Which is mostly normal. With DeepPRIME3 you would typically get much lower GPU usage than with XD2s or XD3. You may increase number of export threads from the default 2 to 3 when using DP3, but at the risk of exports becoming unstable. Some parts of processing require to be run on a single logical CPU, so it’s impossible to get 100% load all of the time. Efficiency depends much on NVIDIA driver and some Windows code, which manage GPU “kernels” execution. Don’t worry about it.
So maybe NVIDIA does not register engines with ‘Compute’ name for 3060? Maybe it has something to do with Win version? I’m using the same driver with RTX 4070, Win11 24H2 26100.7462 and I can see Compute_0 and Compute_1 (in my case the busy one) engines in TaskManager, performance counters, etc.

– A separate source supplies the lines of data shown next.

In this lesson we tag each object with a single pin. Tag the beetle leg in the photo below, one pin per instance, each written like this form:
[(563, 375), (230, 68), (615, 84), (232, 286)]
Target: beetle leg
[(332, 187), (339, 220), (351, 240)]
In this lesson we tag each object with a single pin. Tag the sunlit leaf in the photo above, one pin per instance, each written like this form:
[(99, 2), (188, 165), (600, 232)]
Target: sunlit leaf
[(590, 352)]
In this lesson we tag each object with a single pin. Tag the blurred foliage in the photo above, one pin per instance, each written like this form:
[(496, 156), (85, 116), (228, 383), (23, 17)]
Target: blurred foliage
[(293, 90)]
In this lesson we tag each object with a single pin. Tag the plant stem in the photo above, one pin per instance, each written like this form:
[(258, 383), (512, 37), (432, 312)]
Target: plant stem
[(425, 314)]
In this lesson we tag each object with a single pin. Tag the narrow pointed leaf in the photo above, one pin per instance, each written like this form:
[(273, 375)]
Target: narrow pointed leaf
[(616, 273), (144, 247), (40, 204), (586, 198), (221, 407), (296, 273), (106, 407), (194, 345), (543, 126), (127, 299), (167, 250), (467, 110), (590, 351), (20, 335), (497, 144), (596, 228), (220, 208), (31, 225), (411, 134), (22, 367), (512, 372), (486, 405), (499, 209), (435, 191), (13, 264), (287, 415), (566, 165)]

Strange.
Thanks so far. But ist there an answer to my question?
It try to find out, if it makes sense to invest in more modern card. What could/would be the real world benefits to me?

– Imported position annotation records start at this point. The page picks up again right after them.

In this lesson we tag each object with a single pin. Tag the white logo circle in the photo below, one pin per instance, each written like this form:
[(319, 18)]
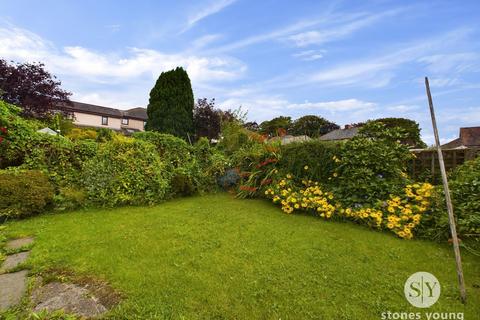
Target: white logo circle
[(422, 289)]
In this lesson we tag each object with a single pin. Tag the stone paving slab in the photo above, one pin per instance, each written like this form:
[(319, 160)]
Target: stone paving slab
[(14, 260), (18, 243), (69, 297), (12, 288)]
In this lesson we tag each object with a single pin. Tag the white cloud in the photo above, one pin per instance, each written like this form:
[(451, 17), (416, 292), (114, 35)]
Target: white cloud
[(309, 55), (338, 31), (80, 62), (335, 106), (213, 7), (265, 107)]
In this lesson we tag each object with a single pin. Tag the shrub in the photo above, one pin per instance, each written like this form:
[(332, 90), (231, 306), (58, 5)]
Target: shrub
[(464, 186), (69, 198), (126, 172), (60, 158), (185, 171), (104, 134), (370, 168), (17, 135), (312, 159), (400, 214), (24, 193), (211, 162), (235, 137)]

Faster export probably? Anything else?
Probably less delay between shots when reviewing - that was the major reason I upgraded my ancient PC - and that’s with v8 which does not do a lot of the things that v9 does before putting a photo in front of you.
Hi!
Recently, I switched from an RTX 1060 Ti 8GB graphics card to an RTX 5060 Ti 16GB, using DxO PhotoLab 9 with both cards. I experienced approximately a 4–5× speed increase when exporting the same images with multiple AI masks and DeepPRIME XD / XD2s denoising enabled.
I would expect that in your case, using an RTX 5070 Ti, the processing time improvement would be around 7–10× (at least 6×) compared to an RTX 3060 Ti.
No. It’s 3x to 4x times faster than the 3060 12gb (non ti). I can’t compare with the 3060ti. But I guess double to trifold faster.
I think you wanted to write 1060ti in your last sentence?
See the pic above:
3m21s to 1min03s for the export of the same set of pics.
I am sorry, I wrote wrong that I switched from RTX1060 Ti 8 GB. In fact I switched from RTX 3060 Ti 8GB. I meant the speed increase of image export was subjective not measured value. I think that amount of the GPU memory matters as well. It is only my observation. I am really satisfied with that.
PL does tell you how long an export takes / has taken. Click the fat arrow at the top of your PL image browser window. There’s a startup delay that seems to be added to the total so export at least a few images to get a closer per-image time. For instance exporting a single 45MP image on my PC takes 5 seconds but when I do 70+ and divide the number of seconds by the number of images it’s a bit under 2.5. I’d add that I’m using PL8 not 9 but I’d guess it’s the same UI there.
That is because starting an export has some additional overhead time, so a single exported image takes more time per image than batched exported images which take less time switching between images.
On my old Windows 10 machine, with an added RTX 4060 card, my 24.5 mp Nikon raw files take 8 to 10 seconds when exporting a single file using DeepPRIME XD2s. When I export a batch of 20 of them they average 4.9 seconds per image. That is Twice as long as on your machine with larger raw files but it is still quite acceptable to me.
The additional starting overhead is not shown in UI. What @bobkoure observed is a result of parallel processing of two images (the default setting in Preferences), so for batches we get about half of the time required for each image separately (applies to Windows). On my machine XD2s processing of two 45mpx images in parallel saturates the GPU (RTX4070). For DP3 processing I can use 3-4 export threads but it becomes unstable sometimes, so I stay at default also for DP3, even though GPU and CPU are not saturated. Note also that processing time depends on the image, cropping, and other corrections used. The variance can be quite large.
EDIT: I should have been more precise. The time shown in UI does does not include the starting and initialization time of the DopCor process (DxO.PhotoLab.ProcessingCore.exe), but it includes some GPU programming overhead required for the first export using given DopCor instance.
Whether I specify 2 or 4 in parallel the first image still takes 6 seconds for DP 3 and 8-10 seconds for XD2s. That is also the same amount of time it takes for the first image whether I am exporting a single image or a batch. From my perspective the first image of an export always takes additional time which I referred to as startup overhead.